Linear time baseconversion

[Ian Kelly]

On Tue, Jun 30, 2015 at 3:07 AM, Christian Gollwitzer <auriocus at gmx.de> wrote:
> Am 30.06.15 um 10:52 schrieb jonas.thornvall at gmail.com:
>>
>> It still bug out on very big numbers if base outside integer scope.
>> I am very keen on suggestions regarding the logic to make it faster.
>
>
> Concerning the algorithmic complexity, it can't be faster than square time
> in the number of digits N. Baseconversion needs to do a sequence of division
> operations, where every operation gves you one digit in the new base. The
> number of digits in the new base is proportional to the number of digits in
> the old base (the ratio is log b1/log b2). Therefore it will be O(N^2).

I don't think that's true.

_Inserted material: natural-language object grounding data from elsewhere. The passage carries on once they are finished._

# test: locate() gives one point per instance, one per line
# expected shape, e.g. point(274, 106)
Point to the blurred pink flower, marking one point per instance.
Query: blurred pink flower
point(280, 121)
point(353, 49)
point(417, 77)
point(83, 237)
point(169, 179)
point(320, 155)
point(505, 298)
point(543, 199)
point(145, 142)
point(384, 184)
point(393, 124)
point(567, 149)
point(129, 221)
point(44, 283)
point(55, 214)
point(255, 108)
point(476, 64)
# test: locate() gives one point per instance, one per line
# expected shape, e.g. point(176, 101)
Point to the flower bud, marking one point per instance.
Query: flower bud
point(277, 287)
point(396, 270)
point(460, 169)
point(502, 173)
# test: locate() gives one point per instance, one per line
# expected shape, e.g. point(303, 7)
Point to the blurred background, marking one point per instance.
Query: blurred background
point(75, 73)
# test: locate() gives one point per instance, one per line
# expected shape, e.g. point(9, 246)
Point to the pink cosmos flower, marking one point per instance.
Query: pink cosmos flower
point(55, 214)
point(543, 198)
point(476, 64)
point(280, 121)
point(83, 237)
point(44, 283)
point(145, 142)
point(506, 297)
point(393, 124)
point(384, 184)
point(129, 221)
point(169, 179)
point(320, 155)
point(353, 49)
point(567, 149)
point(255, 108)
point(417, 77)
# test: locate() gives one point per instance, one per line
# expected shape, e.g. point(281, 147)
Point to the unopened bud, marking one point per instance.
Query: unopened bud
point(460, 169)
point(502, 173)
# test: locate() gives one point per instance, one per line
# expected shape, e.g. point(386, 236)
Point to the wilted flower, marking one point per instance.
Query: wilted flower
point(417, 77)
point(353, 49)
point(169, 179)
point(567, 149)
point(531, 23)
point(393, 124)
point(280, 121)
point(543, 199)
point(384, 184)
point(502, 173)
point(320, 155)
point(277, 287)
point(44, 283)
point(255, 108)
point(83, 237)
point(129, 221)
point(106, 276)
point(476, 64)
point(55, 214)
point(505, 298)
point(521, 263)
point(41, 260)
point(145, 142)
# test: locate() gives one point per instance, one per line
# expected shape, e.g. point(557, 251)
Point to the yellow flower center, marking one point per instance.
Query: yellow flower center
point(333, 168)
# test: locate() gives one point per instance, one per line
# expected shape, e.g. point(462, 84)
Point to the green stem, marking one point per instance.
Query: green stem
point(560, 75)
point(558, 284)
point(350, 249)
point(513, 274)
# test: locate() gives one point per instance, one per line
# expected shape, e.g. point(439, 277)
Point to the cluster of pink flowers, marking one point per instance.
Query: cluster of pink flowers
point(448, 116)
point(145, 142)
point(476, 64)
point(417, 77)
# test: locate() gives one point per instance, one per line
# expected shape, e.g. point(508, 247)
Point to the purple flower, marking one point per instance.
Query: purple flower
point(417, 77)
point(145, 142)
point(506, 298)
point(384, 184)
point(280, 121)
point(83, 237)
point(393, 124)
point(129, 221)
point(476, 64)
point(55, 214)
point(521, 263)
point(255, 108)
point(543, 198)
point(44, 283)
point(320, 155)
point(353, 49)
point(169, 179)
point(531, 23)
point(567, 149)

Here's a linear hexadecimal to binary function:

>>> def hextobin(value):
...     digits = {'0': '0000', '1': '0001', '2': '0010', '3': '0011',
...         '4': '0100', '5': '0101', '6': '0110', '7': '0111',
...         '8': '1000', '9': '1001', 'A': '1010', 'B': '1011',
...         'C': '1100', 'D': '1101', 'E': '1110', 'F': '1111'}
...     return ''.join(digits[d.upper()] for d in value)
...
>>> hextobin('3f')
'00111111'

I believe this approach can be extended to arbitrary bases with some
effort, although for converting arbitrary base b1 to b2, you would
need up to b2 different mappings if b1 and b2 are relatively prime.